By 1993, there were at least 45 self-contained record companies that could offer full major-label funding and distribution to a new artist.* Hundreds of A&R reps were scouring the country to turn up bands that could make the next 5-million-selling alternative smash.

Things got a little crazy.

Motorolla were sold off in one of the weirdest auctions in music business history. Record companies decided that the Raleigh/Chapel Hill scene was a combination of Athens and Seattle and home of the next big thing.

Bo Taylor, formerly of Eight or Nine Feet, fronted Motorolla and also played guitar in Dish, a new band fronted by Dana Kletter of Blackgirls. Motorolla & Dish shared a manager and they all came up with a scheme where any label who wanted one band had to take the other.

The whole scenario was a extremely weird. Eight or Nine Feet were one of the thousands of Southern bands that bore a more than passing resemblance to R.E.M. They never got a record deal.

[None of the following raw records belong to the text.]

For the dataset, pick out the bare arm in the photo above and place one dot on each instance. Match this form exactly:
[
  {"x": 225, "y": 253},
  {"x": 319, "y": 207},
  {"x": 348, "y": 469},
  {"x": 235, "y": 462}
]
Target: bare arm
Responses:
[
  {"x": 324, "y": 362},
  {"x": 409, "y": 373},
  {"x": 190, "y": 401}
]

Bo tried again with Motorolla, a band who “played in the current style” that came into fashion in late 1991.

Dana quit blackgirls to form her own band. Quite a few folks thought the Dish sound bore a strong resemblance to the popular Little Earthquakes album.

The fact that these two bands had adopted new musical styles didn’t sit well with many on the local scene, but the record company A&Rs had seizures after they decided that either or both bands had that infinite alt-rock commercial potential.

I looked at it this way: in 1966, almost every band in America wanted to sound like the Rolling Stones. That turned out really well for everyone. When Bo decided to copy Seattle instead of Athens, he relaxed and found a style that gave some kick to his melodies. I liked Motorolla much more than Eight or Nine Feet and would have loved to sign the band. Unfortunately, I didn’t go for Dish and wouldn’t sign one band to get the other.

Interscope had no such hesitation. Interestingly, they wanted Dish and (unlike almost every other label) acted like Motorolla was just a throw-in to seal the deal.

Once the extremely large contract was signed, Motorolla had to change its name to Motocaster to satisfy the demands of corporate America.

Neither band had a real touring base before they made very expensive records. Interscope didn’t hear a hit on either album and both bands quickly became corporate writeoffs.

I really liked this single before the signing circus started and still like it more than ten years after Motorolla was erased from the corporate memory banks. I also like that the band did us the courtesy of releasing a 45; by the time the 90s rolled around, labels were scouring the country and lots of worthy bands skipped the vinyl stage in hopes they’d win the demo tape lottery.

*Compare that with 11 labels offering major-label deals today. All counts are mine, so there’s room for error.